Le Microbiome et le VIH

Sergio SERRANO

Hôpital Ramon y Cajal
Madrid, Espagne

Santiago Moreno, chef de service en maladies infectieuses

Santiago MORENO

Hôpital Ramon y Cajal
Madrid, Espagne

Le microbiote est devenu un sujet de discussion brûlant ces dernières années, avec la mise en évidence récente des fonctions importantes qu’il assure chez son hôte. Il joue un rôle essentiel dans la protection contre les agents infectieux et dans l’approvisionnement de l’hôte en nutriments essentiels. Il assure également l’instruction et la fonctionnalité du système immunitaire. La respiration elle-même est effectuée par des structures cellulaires originaires des bactéries en symbiose avec des cellules eucaryotes : les mitochondries. Le microbiome est donc impliqué dans de nombreuses situations. Les maladies infectieuses ne sont pas une exception à cette règle.

Il est donc plausible de s’attendre à ce que pour de nombreuses maladies qui ont été associées au microbiote, des changements dans les communautés microbiennes soient une conséquence, plutôt qu’une cause de l’état de la maladie. Il y a, cependant, un consensus émergent sur l’importance du rôle joué par le microbiote dans la pathogénèse de nombreuses maladies, pour la plupart relatives à la nutrition, au métabolisme, à l’auto-immunité et au cancer. Des études expérimentales et des essais cliniques destinés à modeler le microbiote aideront à définir si ce dernier contribue au développement d’une maladie ou s’il n’est tout simplement qu’un épiphénomène de cette maladie.

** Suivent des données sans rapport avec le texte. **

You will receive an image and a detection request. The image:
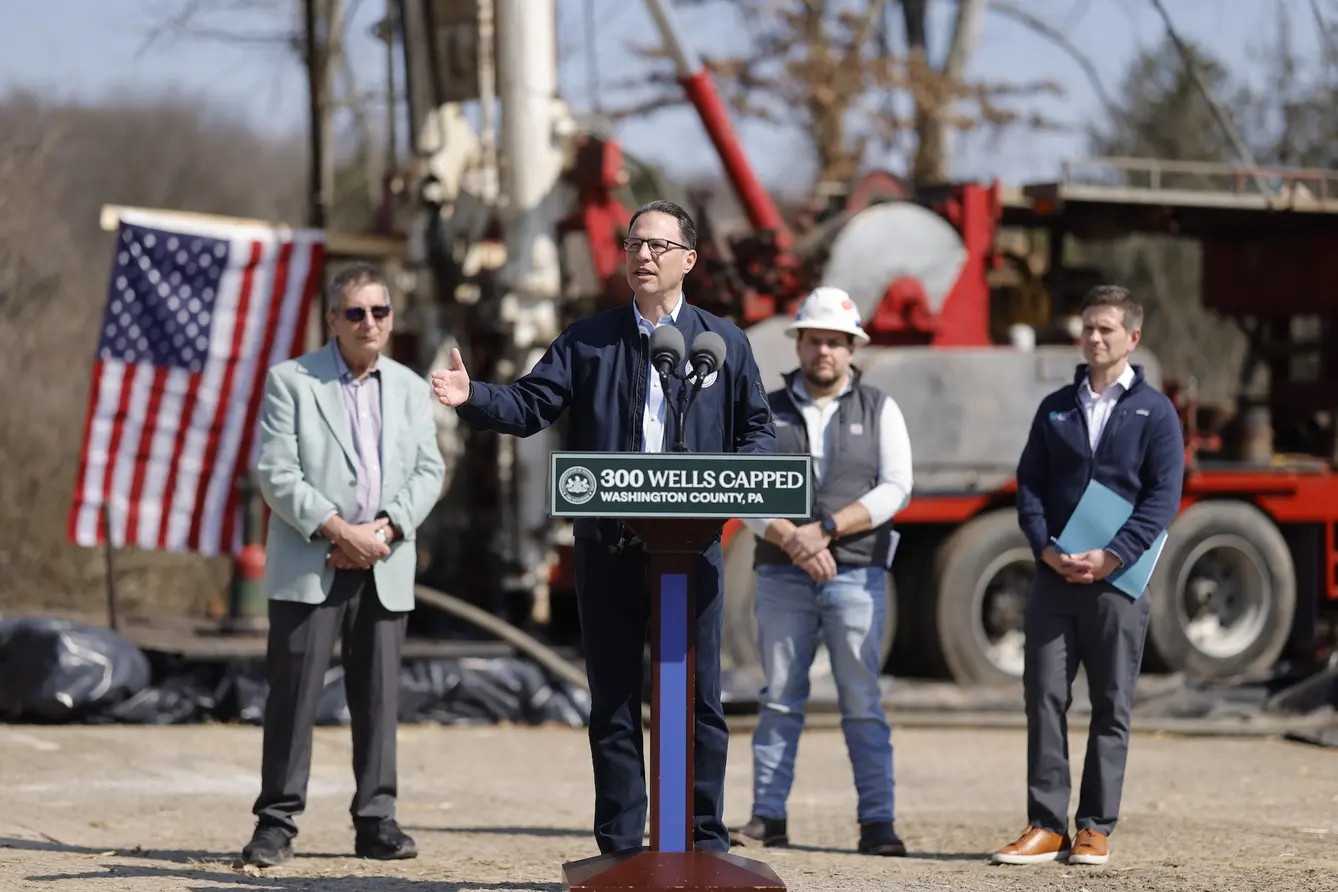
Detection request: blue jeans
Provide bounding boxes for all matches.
[752,564,894,824]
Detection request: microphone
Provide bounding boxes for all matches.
[673,332,725,452]
[650,325,686,448]
[650,325,686,377]
[692,332,725,386]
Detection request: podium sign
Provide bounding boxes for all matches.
[549,452,812,892]
[550,452,812,522]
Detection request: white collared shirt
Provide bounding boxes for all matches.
[632,292,682,452]
[1078,364,1133,452]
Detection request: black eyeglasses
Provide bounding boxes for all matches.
[344,304,391,322]
[622,238,692,255]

Nous nous sommes particulièrement intéressés aux interactions entre le microbiote et l’immunité des muqueuses, ainsi qu’à leur rôle dans le maintien d’une inflammation chronique, qui entraînent un processus de vieillissement altéré dans notre population de personnes vivant avec le VIH. Une question cruciale dans le domaine du VIH consiste à savoir si les anomalies du microbiote secondaires à l’infection par le VIH contribuent à un statut pro-inflammatoire. Ainsi, pour fournir des preuves expérimentales, nous évaluons les effets de différentes interventions visant à modeler le microbiote sur l’inflammation des individus infectés par le VIH, afin d’exercer des bénéfices à long terme sur l’immunité du tube digestif. Par exemple, nous évaluons l’efficacité et la tolérance de transplants de microbiote fécal répétés et à faible dose, en utilisant des selles encapsulées de donneurs, qui sont choisis en fonction de leur signature de microbiote.

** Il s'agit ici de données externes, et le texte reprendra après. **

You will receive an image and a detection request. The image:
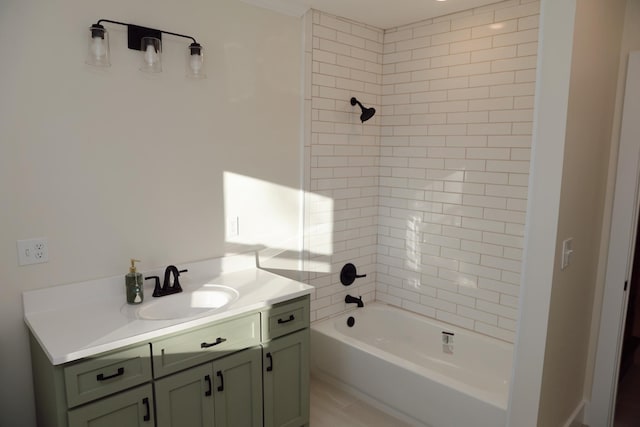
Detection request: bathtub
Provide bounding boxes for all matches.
[311,303,513,427]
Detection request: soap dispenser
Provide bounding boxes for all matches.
[124,258,144,304]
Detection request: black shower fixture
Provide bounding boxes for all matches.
[351,98,376,123]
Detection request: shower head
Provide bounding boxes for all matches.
[351,98,376,123]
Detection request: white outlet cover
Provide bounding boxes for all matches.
[560,238,573,270]
[16,237,49,265]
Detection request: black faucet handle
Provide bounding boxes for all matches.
[144,276,162,297]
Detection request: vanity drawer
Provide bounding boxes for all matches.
[151,313,260,378]
[262,295,309,341]
[64,344,151,408]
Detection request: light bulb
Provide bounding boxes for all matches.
[91,37,107,61]
[144,44,158,67]
[189,54,202,75]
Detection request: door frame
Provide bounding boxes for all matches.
[588,51,640,426]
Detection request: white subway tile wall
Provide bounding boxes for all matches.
[304,11,384,320]
[305,0,539,341]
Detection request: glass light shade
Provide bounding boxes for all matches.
[140,37,162,73]
[187,43,207,79]
[85,24,111,67]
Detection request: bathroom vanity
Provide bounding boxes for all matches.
[24,265,311,427]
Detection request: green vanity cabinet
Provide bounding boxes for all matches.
[262,329,309,427]
[213,347,262,427]
[31,295,310,427]
[262,297,310,427]
[69,384,155,427]
[155,347,262,427]
[155,363,213,427]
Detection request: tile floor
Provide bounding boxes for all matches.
[310,376,411,427]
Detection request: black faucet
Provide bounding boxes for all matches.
[144,265,188,297]
[344,294,364,307]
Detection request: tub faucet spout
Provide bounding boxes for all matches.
[344,295,364,307]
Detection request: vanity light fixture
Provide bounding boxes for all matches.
[86,19,206,79]
[351,98,376,123]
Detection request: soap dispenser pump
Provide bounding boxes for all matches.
[124,258,144,304]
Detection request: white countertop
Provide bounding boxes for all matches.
[23,260,313,365]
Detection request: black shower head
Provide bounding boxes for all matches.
[351,98,376,123]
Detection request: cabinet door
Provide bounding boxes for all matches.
[263,329,309,427]
[213,347,262,427]
[68,384,154,427]
[155,363,213,427]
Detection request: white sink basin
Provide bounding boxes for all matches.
[136,284,240,320]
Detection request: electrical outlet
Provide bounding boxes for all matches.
[227,215,240,239]
[560,238,573,270]
[17,238,49,265]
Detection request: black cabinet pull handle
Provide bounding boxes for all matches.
[142,397,151,421]
[96,368,124,381]
[200,337,227,348]
[216,371,224,391]
[267,353,273,372]
[204,375,213,396]
[278,314,296,325]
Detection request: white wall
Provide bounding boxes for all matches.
[509,0,624,427]
[538,0,626,426]
[0,0,302,426]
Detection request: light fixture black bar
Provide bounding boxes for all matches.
[97,19,198,50]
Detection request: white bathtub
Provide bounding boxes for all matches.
[311,303,513,427]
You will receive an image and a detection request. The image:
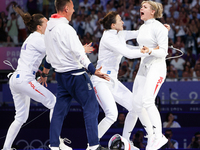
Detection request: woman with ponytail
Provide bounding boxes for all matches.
[3,7,72,150]
[91,9,166,150]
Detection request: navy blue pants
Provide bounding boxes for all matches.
[50,72,99,147]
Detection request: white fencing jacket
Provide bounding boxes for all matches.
[45,14,91,73]
[17,31,46,74]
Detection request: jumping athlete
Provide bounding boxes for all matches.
[132,1,168,150]
[91,12,158,149]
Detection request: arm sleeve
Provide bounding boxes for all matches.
[105,35,148,59]
[124,30,139,41]
[151,26,168,57]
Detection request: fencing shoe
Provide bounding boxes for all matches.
[151,135,168,149]
[49,145,60,150]
[86,144,109,150]
[59,137,72,150]
[145,134,155,150]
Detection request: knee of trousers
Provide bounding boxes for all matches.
[42,96,56,109]
[105,110,118,123]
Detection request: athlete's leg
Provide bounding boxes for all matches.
[72,73,99,146]
[50,74,72,147]
[132,74,153,136]
[3,74,30,150]
[112,80,138,140]
[94,82,118,138]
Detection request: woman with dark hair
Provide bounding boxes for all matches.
[3,7,72,150]
[132,1,168,150]
[91,12,169,149]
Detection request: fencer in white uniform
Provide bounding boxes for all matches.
[133,1,168,149]
[91,12,152,149]
[3,7,72,150]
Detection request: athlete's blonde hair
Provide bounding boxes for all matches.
[141,1,163,18]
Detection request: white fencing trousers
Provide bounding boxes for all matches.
[133,62,166,137]
[93,80,137,138]
[3,71,56,150]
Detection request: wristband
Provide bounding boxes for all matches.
[41,72,48,78]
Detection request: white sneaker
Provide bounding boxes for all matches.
[129,140,140,150]
[145,134,155,150]
[59,138,72,150]
[151,135,168,149]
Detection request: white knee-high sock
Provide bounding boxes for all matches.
[137,108,154,136]
[98,117,114,139]
[146,105,162,138]
[122,111,138,141]
[3,120,22,150]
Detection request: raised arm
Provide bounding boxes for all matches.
[103,35,147,59]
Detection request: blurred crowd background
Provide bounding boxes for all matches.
[0,0,200,82]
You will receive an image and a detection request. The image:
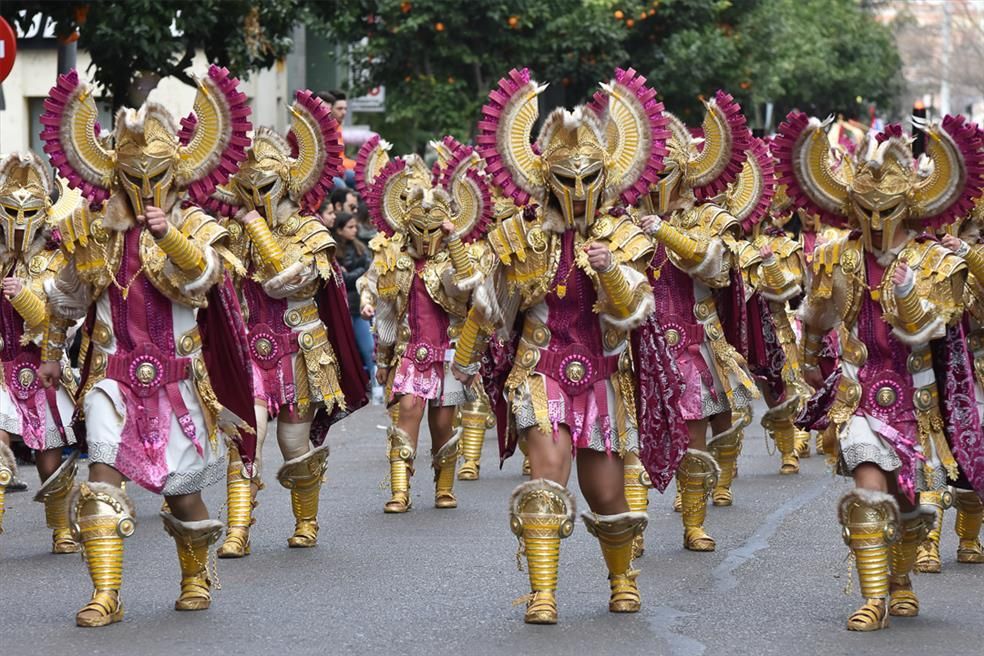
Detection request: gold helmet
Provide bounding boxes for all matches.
[773,112,984,249]
[0,152,52,251]
[476,68,668,226]
[41,65,251,214]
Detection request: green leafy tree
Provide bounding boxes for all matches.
[0,0,302,108]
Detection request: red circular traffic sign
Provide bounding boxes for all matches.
[0,17,17,82]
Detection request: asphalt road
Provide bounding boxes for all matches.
[0,400,984,656]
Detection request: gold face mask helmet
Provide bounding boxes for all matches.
[0,152,52,251]
[847,139,913,250]
[539,108,607,227]
[232,128,290,225]
[116,103,180,216]
[404,187,452,257]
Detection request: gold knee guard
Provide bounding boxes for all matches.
[0,442,17,533]
[762,395,799,474]
[913,491,953,574]
[277,444,328,547]
[431,431,461,508]
[68,482,136,626]
[216,446,258,558]
[161,513,222,610]
[623,453,653,558]
[888,506,935,617]
[838,488,900,631]
[581,511,649,613]
[677,449,721,551]
[458,396,495,481]
[383,426,416,513]
[707,423,744,506]
[953,490,984,563]
[509,478,575,624]
[34,451,82,554]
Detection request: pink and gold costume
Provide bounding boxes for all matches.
[41,66,252,626]
[774,112,984,631]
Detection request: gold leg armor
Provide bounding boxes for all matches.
[837,488,900,631]
[34,451,82,554]
[953,490,984,563]
[509,478,575,624]
[677,449,721,551]
[888,506,936,617]
[383,426,417,513]
[581,511,649,613]
[216,444,256,558]
[277,444,328,548]
[458,396,495,481]
[68,482,136,626]
[623,452,653,558]
[0,442,17,533]
[431,431,461,508]
[707,422,747,506]
[762,395,799,474]
[913,492,953,574]
[161,513,222,610]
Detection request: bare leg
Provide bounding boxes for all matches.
[577,449,629,515]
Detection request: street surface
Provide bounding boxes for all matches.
[0,406,984,656]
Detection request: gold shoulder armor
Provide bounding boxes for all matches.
[181,207,229,246]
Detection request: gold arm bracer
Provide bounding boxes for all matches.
[448,234,475,280]
[652,221,706,262]
[598,263,635,319]
[10,286,45,328]
[895,286,931,334]
[454,308,487,371]
[41,317,69,362]
[156,225,206,276]
[244,218,284,273]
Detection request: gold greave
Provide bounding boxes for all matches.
[458,397,494,481]
[581,511,649,613]
[913,492,952,574]
[838,488,900,631]
[677,449,721,551]
[383,426,416,513]
[953,490,984,563]
[509,478,576,624]
[161,513,222,610]
[623,452,652,558]
[68,482,136,626]
[277,444,328,547]
[888,506,935,617]
[0,442,17,534]
[34,453,82,554]
[762,395,799,474]
[431,431,461,508]
[217,446,256,558]
[707,422,746,506]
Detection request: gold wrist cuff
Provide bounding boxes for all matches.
[653,222,699,261]
[244,218,284,273]
[41,319,68,362]
[157,226,205,276]
[448,235,475,280]
[10,285,45,328]
[598,264,635,319]
[454,312,482,371]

Dans les années à venir le microbiote pourrait être utile dans la prise en charge de l’infection par le VIH. Le microbiote intestinal semble par exemple, contribuer de différentes façons à l’importance de la restauration immunitaire sous ART et est corrélé à l’inflammation – observations qui ouvrent de nouvelles perspectives pour des études ayant comme objectif de retrouver complètement l’état antérieur de santé. Les interactions entre les communautés microbiennes intestinales et le système immunitaire sont si solides que leur rôle est enquêté dans le contrôle spontané de l’infection par le VIH, en étudiant les rares populations d’Elite Contrôleurs. Le microbiote semble également affecter la réponse aux candidats-vaccins thérapeutiques contre le VIH. De plus, des changements dans le microbiote secondaires à l’infection par le VIH, pourraient expliquer l’augmentation de la susceptibilité à la tuberculose. En effet, il a été démontré que la présence de bactéries qui produisent des métabolites supprimant les réponses immunes spécifiques contre le Mycobacterium tuberculosis, pourraient prédire la susceptibilité à cette infection. La prévention contre le VIH est un sujet fascinant dans lequel le microbiote est révélé être un acteur important. Par exemple, le risque accru de contamination par le VIH des femmes d’Afrique du Sud est lié à l’augmentation de l’inflammation cervicovaginale, qui à son tour est alimentée par des changements spécifiques dans le microbiote. De façon similaire, l’effet protecteur de la circoncision dans le risque de transmission du VIH de la femme à l’homme pourrait s’expliquer par des changements du microbiote pénien. Finalement, certaines bactéries se sont montrées capables de cataboliser les médicaments antirétroviraux au niveau des muqueuses, ce qui influence le taux des médicaments antirétroviraux expliquant probablement les résultats divergents des études de PrEP.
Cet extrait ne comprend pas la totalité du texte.